Commission: Refugee push-backs are illegal


The European Commission indirectly warned Greece and Bulgaria today (19 November) to stop turning down Syrian refugees at their borders with Turkey, after the UN issued a similar call just a few days before.

The UN High Commissioner for Refugees (UNHCR) António Guterres called last Friday on Greece and Bulgaria to stop turning back Syrians fleeing their war-ravaged homeland.

Bulgarian authorities have reportedly bragged of turning down refugees at the border.

According to the government website, Interior Minister Tsvetlin Yovchev, who is also deputy prime minister, has said that in just one day more than 100 persons, and previously more than 150, were from entering the country. Hundreds of policemen have been sent to the Bulgarian border with Turkey to push back prospective immigrants.

The impoverished country is struggling to deal with the some 7,000 refugees from Syria already on its soil, with more and more still managing to arrive.

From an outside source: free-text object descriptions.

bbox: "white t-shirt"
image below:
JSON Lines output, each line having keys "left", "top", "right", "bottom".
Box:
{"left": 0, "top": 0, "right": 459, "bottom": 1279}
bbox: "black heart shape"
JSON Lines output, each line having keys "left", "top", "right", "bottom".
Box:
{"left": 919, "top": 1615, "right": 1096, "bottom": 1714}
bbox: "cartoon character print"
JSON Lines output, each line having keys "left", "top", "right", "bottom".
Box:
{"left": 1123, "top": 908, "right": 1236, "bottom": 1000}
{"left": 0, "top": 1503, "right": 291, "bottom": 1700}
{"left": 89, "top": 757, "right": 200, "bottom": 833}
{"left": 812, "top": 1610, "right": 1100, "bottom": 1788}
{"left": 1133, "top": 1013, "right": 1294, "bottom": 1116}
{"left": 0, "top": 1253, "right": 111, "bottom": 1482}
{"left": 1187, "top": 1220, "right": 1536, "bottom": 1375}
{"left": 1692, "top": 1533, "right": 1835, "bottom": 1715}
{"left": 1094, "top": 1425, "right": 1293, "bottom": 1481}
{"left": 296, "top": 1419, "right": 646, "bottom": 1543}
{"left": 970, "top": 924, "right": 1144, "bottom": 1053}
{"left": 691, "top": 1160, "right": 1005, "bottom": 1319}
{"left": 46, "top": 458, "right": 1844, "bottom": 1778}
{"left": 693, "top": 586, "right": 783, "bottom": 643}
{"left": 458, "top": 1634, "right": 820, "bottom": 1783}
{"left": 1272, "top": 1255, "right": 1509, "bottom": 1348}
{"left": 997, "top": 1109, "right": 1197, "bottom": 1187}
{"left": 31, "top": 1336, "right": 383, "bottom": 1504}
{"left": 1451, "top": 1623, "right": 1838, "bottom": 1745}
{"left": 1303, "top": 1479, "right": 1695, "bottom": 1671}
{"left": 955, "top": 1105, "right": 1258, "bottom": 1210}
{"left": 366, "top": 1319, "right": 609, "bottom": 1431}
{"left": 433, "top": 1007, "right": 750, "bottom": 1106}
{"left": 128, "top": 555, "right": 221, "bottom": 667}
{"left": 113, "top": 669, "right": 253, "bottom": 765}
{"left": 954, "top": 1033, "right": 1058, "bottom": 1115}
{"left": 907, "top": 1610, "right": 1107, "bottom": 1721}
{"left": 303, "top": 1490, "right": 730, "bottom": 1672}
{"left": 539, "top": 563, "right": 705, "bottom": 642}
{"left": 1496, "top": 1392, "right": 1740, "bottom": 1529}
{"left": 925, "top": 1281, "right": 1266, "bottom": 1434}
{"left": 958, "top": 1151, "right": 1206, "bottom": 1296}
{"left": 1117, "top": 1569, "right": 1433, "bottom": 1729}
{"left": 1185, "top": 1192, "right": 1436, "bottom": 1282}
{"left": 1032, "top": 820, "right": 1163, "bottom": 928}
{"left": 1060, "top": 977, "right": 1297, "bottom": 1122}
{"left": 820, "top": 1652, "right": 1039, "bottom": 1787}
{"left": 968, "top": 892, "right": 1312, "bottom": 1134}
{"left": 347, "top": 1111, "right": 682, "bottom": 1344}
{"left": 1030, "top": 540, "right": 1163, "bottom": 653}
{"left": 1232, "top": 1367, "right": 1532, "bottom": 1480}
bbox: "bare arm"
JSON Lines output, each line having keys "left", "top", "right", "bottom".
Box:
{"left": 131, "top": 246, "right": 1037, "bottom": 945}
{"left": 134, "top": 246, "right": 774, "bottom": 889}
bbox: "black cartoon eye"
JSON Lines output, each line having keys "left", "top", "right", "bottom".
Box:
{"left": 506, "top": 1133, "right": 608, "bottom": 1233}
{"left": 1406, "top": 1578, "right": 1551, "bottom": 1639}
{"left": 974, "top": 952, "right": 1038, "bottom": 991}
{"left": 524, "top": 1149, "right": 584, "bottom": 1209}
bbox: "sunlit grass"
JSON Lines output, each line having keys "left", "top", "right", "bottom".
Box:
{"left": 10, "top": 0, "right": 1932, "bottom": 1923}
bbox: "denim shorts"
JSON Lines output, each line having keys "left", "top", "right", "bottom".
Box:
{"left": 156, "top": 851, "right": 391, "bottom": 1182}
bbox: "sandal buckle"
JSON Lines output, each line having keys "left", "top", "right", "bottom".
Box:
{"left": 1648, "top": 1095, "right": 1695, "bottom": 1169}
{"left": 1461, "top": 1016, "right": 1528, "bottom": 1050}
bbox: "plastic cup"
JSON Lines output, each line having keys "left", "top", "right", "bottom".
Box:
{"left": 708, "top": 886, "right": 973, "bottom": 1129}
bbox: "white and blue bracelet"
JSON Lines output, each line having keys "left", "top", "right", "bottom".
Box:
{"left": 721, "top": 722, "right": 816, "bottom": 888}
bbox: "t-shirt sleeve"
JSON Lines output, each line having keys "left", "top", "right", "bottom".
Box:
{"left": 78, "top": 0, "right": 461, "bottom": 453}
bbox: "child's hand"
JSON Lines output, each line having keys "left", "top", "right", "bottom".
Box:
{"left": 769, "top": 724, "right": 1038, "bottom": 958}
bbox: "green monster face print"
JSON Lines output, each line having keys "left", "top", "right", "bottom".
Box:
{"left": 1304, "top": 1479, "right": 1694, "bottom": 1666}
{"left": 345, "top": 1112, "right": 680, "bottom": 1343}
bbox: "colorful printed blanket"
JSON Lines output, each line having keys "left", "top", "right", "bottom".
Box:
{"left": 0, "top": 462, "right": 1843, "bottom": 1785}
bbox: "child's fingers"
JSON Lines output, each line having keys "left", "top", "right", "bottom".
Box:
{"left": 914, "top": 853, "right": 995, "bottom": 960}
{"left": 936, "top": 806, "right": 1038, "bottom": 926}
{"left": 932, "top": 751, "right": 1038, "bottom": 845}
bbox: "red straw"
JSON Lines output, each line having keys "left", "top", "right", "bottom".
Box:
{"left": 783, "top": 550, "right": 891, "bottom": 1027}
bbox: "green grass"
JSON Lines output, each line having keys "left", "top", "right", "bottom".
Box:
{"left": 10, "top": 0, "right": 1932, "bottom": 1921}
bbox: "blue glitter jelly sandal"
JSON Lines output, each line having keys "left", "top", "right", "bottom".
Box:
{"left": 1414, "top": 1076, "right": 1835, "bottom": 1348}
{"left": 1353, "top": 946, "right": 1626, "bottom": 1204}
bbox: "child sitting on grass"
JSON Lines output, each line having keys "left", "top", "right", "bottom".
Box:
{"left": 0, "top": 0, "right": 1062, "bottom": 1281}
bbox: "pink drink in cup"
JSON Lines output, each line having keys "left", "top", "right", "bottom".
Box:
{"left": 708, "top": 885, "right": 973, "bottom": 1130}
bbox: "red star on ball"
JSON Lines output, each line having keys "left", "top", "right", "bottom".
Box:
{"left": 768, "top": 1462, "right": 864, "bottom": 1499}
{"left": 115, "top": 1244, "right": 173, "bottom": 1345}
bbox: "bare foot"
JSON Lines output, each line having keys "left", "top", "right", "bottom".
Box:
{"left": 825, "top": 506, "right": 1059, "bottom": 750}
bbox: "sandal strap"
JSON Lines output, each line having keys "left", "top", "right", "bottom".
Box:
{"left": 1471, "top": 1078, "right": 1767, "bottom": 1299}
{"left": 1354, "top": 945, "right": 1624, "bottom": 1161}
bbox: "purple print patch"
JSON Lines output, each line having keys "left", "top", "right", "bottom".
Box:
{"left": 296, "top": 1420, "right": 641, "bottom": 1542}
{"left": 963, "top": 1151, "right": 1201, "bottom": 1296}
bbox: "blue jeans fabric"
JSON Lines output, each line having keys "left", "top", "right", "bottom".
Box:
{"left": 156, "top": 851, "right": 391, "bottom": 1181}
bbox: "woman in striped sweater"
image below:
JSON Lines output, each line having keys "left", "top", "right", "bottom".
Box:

Both Greece and Bulgaria have begun the construction of fences on their borders with Turkey. Greece has erected a 12.5km wall at a critical section of the Greece-Turkish border near the town of Orestiada, while Bulgaria has announced plan to build a similar, 30-km fence near the town of Elhovo.

Michele Cercone, spokesperson for home affairs commissioner Cecilia Malmström, told EURACTIV that pushing back asylum seekers was against EU and international law.

“Push-backs are simply not allowed. They are not in line with EU and international obligations. Member states cannot, shall not and should not carry out any push-back,” he said.

Asked how laws against push-backs were consistent with the fact that several member states had erected walls or fences at their borders, Cercone conceded that EU countries were free to decide their own border protection measures.

“This is of course their choice. But we have always said that walls do not solve problems. What solves problems is a consistent structural management of migratory and asylum seekers’ flows,” Cercone said.

He explained that this was implying that member states should be able to manage these flows in full respect of fundamental rights and international and European obligations.

“Nobody coming or arriving to the EU territory and asking for asylum can be pushed back or can be denied this possibility,” he said, adding that this stemmed from the core values on which the EU was built.

Asked if the Commission had any particular message for Bulgaria and Greece, Cercone said this was a message to all member states.

The UNHCR is to visit Bulgaria on Friday, accompanied by Bulgarian EU Commissioner Kristalina Georgieva, who is responsible for humanitarian aid and crisis response. 

Since 1999, the EU has been working to create a Common European Asylum System to deal with immigration for political or humanitarian reasons.

New EU rules have now been agreed, setting out common standards and co-operation to ensure that asylum-seekers are treated equally in an open and fair system – wherever they apply.

But EU countries rejected a European Commission proposal for more shared responsibility in dealing with asylum requests and that immigrants arriving in the countries with a disproportionate share should be relocated to other EU member states.